Two programs win honorable mention for being particularly ugly and non-Mac-like: LinkByLink ($80)and BLT (Better Link Tester) ($20). LinkByLink also loses points for being a Java application and for shipping with a non-working HTML validator. On the plus side, though, it lists results with content type and modification date, and it checks for some JavaScript and Flash files. BLT also picks up those additional resources and was particularly fast in its scan without taking down my test site (as others did if they didn't have a delay), but being ugly and non-intuitive takes it out of the running.

The final two apps bracket the extremes of pricing. LinkChecker is free, but using it comes with a high cost of complexity. Most of its settings are manipulated with an INI-style configuration file and there are no profiles. Also, I could not complete my survey of the test site as a result of no delay between page checks. Two features, though, were present that I wish were in other products: robots.txt enforcement and resource checking in the HEAD tag.
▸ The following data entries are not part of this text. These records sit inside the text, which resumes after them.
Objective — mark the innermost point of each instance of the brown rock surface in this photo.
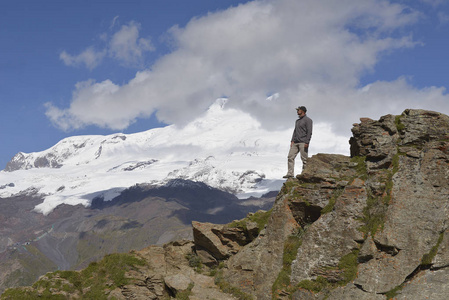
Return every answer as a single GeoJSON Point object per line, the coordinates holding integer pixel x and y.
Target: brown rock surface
{"type": "Point", "coordinates": [371, 226]}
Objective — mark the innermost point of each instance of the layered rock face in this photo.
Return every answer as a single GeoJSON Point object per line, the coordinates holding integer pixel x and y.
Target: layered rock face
{"type": "Point", "coordinates": [370, 226]}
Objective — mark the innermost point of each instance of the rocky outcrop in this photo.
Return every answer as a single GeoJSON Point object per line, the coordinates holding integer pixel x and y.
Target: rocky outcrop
{"type": "Point", "coordinates": [370, 226]}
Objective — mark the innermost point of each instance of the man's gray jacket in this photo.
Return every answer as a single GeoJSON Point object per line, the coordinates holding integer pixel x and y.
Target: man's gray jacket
{"type": "Point", "coordinates": [303, 130]}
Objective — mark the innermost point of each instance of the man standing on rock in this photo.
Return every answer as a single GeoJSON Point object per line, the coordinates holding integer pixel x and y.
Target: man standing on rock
{"type": "Point", "coordinates": [300, 140]}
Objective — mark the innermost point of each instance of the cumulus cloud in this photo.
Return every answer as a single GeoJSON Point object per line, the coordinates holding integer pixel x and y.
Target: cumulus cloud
{"type": "Point", "coordinates": [90, 58]}
{"type": "Point", "coordinates": [310, 53]}
{"type": "Point", "coordinates": [125, 46]}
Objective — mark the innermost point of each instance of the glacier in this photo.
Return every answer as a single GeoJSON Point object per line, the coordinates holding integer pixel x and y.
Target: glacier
{"type": "Point", "coordinates": [224, 148]}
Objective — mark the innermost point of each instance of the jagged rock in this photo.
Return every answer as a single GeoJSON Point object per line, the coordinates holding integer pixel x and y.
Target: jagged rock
{"type": "Point", "coordinates": [427, 285]}
{"type": "Point", "coordinates": [376, 140]}
{"type": "Point", "coordinates": [334, 234]}
{"type": "Point", "coordinates": [350, 291]}
{"type": "Point", "coordinates": [368, 250]}
{"type": "Point", "coordinates": [441, 259]}
{"type": "Point", "coordinates": [364, 227]}
{"type": "Point", "coordinates": [206, 238]}
{"type": "Point", "coordinates": [255, 267]}
{"type": "Point", "coordinates": [177, 283]}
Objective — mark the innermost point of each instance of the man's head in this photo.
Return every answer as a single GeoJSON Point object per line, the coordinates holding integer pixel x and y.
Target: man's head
{"type": "Point", "coordinates": [301, 110]}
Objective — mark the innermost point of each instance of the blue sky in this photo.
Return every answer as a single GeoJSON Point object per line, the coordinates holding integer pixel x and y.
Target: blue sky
{"type": "Point", "coordinates": [99, 67]}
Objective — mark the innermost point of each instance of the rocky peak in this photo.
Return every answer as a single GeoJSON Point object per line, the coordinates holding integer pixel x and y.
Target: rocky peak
{"type": "Point", "coordinates": [370, 226]}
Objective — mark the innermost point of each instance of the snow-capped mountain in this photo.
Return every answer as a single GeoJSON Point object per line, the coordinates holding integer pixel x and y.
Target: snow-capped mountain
{"type": "Point", "coordinates": [223, 148]}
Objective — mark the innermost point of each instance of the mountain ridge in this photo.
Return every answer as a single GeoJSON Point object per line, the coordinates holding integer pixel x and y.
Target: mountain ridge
{"type": "Point", "coordinates": [224, 148]}
{"type": "Point", "coordinates": [371, 226]}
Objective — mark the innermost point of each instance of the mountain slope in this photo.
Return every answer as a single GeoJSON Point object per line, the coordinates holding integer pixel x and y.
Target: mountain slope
{"type": "Point", "coordinates": [224, 148]}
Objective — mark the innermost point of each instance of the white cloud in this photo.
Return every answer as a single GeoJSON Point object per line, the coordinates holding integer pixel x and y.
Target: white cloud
{"type": "Point", "coordinates": [125, 45]}
{"type": "Point", "coordinates": [310, 53]}
{"type": "Point", "coordinates": [90, 58]}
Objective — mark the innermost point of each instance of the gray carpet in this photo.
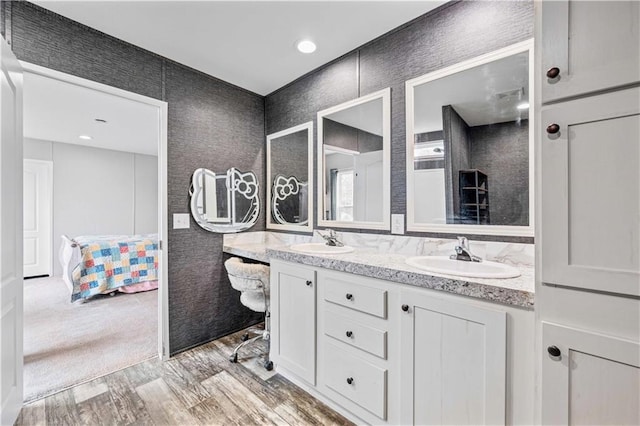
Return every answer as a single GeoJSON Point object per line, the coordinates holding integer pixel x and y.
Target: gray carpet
{"type": "Point", "coordinates": [67, 344]}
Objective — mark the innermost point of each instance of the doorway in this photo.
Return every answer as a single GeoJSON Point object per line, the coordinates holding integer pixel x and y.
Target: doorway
{"type": "Point", "coordinates": [68, 152]}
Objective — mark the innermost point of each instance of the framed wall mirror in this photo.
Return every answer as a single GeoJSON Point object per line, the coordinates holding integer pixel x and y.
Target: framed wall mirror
{"type": "Point", "coordinates": [290, 179]}
{"type": "Point", "coordinates": [354, 163]}
{"type": "Point", "coordinates": [224, 202]}
{"type": "Point", "coordinates": [470, 146]}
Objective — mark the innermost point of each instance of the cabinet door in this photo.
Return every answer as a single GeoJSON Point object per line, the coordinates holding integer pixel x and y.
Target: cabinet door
{"type": "Point", "coordinates": [591, 193]}
{"type": "Point", "coordinates": [594, 44]}
{"type": "Point", "coordinates": [293, 319]}
{"type": "Point", "coordinates": [453, 362]}
{"type": "Point", "coordinates": [594, 380]}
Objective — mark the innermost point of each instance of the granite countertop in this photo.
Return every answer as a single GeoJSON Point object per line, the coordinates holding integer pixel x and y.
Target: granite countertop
{"type": "Point", "coordinates": [392, 267]}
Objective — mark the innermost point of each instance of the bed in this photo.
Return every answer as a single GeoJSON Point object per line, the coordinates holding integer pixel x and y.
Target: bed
{"type": "Point", "coordinates": [103, 264]}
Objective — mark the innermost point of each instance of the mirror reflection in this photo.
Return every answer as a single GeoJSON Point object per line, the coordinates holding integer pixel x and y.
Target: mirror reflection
{"type": "Point", "coordinates": [355, 163]}
{"type": "Point", "coordinates": [470, 145]}
{"type": "Point", "coordinates": [224, 202]}
{"type": "Point", "coordinates": [289, 154]}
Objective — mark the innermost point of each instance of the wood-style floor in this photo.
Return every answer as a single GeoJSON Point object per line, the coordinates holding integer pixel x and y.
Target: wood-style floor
{"type": "Point", "coordinates": [197, 387]}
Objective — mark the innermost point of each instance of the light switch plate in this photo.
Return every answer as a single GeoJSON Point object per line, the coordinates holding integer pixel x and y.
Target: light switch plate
{"type": "Point", "coordinates": [397, 224]}
{"type": "Point", "coordinates": [181, 221]}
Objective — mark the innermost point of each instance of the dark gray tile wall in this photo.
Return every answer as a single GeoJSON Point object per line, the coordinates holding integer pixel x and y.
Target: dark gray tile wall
{"type": "Point", "coordinates": [457, 157]}
{"type": "Point", "coordinates": [502, 152]}
{"type": "Point", "coordinates": [443, 37]}
{"type": "Point", "coordinates": [211, 124]}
Deep Trawl ($149) surprised me. Normally Java applications are ugly, but Deep Trawl departed so radically from the design of the other apps that it was easy to ignore the quirks that showed it wasn't a native Mac application. And the addition of such features as a built-in HTML validator, FTP client, HTML editor and scheduler (among others) make the program well worth the price.

In the end, there's no clear winner for me. Only one app was truly Mac-like and it (RAGE Sitemap Automator) isn't really a link checker. Only one checked all resources (LinkChecker), but it suffers from being overly complex.

Of the rest, my faves are Deep Trawl and Scrutiny. Deep Trawl costs more than I want to spend right now; it also failed to complete the site survey because the server (apparently) limits connections from a single client and the app cannot be throttled by setting a delay between checks.

Scrutiny, as noted above, isn't a polished app. And there are features found in other apps I'd like it to have, like robots.txt exclusion and full resource checking. However, its price is more appealing than Deep Trawl's, so I suspect many users will overlook these shortcomings.